There are two types of spectroscopic binaries if the taken spectra show only one set of lines, then they are called as single-line spectroscopic binaries, and if it shows the lines from both the components, then they are called as double-line spectroscopic binaries.
In spectroscopic binaries, if the components are very close, then there may be an exchange of mass between them due to tidal interactions. In many cases, orbital periods may range from a few hours to months, with separations of much less than an A.U. and for double-line spectroscopic binaries, it may vary from hours to decades. Example of this class is Mizar in Ursa Majoris.
Eclipsing Binary System:
The binary star system in which the orbit plane of the two stars lies in the line of sight of the observer that they undergo eclipses alternately. These binaries offer a straightforward way to measure the distances to galaxies to 5 percent level of accuracy.
Eclipsing binaries are variable stars, not because the luminosity of the individual components differ but because of the eclipses. The light curve of an eclipsing binary is characterized by periods of almost constant light, with periodic drops in intensity.
If the components are of not similar sizes, then one will be obscured by a total eclipse while the other by an annular eclipse. The orbital period of an eclipsing binary may be determined from the study of the light curve, and the comparative sizes of the individual stars can be determined in terms of the orbital radius by observing the brightness changes.
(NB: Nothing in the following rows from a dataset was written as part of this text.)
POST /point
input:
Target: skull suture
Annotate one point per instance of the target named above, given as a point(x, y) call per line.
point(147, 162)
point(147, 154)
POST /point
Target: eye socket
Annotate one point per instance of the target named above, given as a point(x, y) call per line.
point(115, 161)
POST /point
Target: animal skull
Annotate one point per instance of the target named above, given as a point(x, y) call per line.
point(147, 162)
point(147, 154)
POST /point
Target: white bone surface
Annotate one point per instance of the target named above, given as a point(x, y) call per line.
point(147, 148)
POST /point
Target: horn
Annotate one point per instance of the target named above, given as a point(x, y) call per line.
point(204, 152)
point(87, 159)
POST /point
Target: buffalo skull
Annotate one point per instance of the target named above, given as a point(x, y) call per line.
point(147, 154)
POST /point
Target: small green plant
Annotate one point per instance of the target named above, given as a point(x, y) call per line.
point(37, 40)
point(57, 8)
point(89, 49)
The first detected eclipsing binary was Algol, β Perseus, also known as the Demon Star. Other include β Lyrae, W Ursae Majoris, etc.
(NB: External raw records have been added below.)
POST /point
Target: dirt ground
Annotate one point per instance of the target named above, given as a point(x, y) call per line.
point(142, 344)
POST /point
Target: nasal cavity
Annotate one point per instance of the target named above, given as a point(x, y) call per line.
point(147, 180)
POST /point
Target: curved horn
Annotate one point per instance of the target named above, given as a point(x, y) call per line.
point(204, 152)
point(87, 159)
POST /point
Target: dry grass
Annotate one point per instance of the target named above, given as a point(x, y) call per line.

The study of eclipsing binaries is very important as they provide details of the physical behavior of stars, their complete orientation in space, limb darkening, oblateness, reflection, gravitation, etc.
Roche Lobe-Classification of Binary Star system:
Roche lobe is a tear-drop shaped equipotential region around the stars in the binary system, where the matter is bound to the star. If anyone of the stars in the binary system, in its evolutionary phase, expands to fill its equipotential surface till inner Lagrangian point L1, then its atmospheric gases escape and drawn towards its companion.
The component which has ﬁlled its Roche lobe and is losing mass is usually stated as the second component in the system where its accreting companion is the primary star, note that it can be either more or less massive than the secondary star.
Based on this configuration, the binary systems are classified as detached, semi-detached and contact. When both the binaries fail to fill this region, then such systems are called as detached binary systems.
In this case, the primary star evolution is not affected as long as the binary does not come into contact. When one of the binaries have expanded beyond this Roche lobe, mass transfer to its companion takes place. Such systems are called semi-detached systems.
There is also a case where both stars expand to (over) ﬁll their Roche lobes, and the two stars share a common atmosphere circumscribed by a dumbbell-shaped equipotential surface. Such systems are referred to as contact binaries.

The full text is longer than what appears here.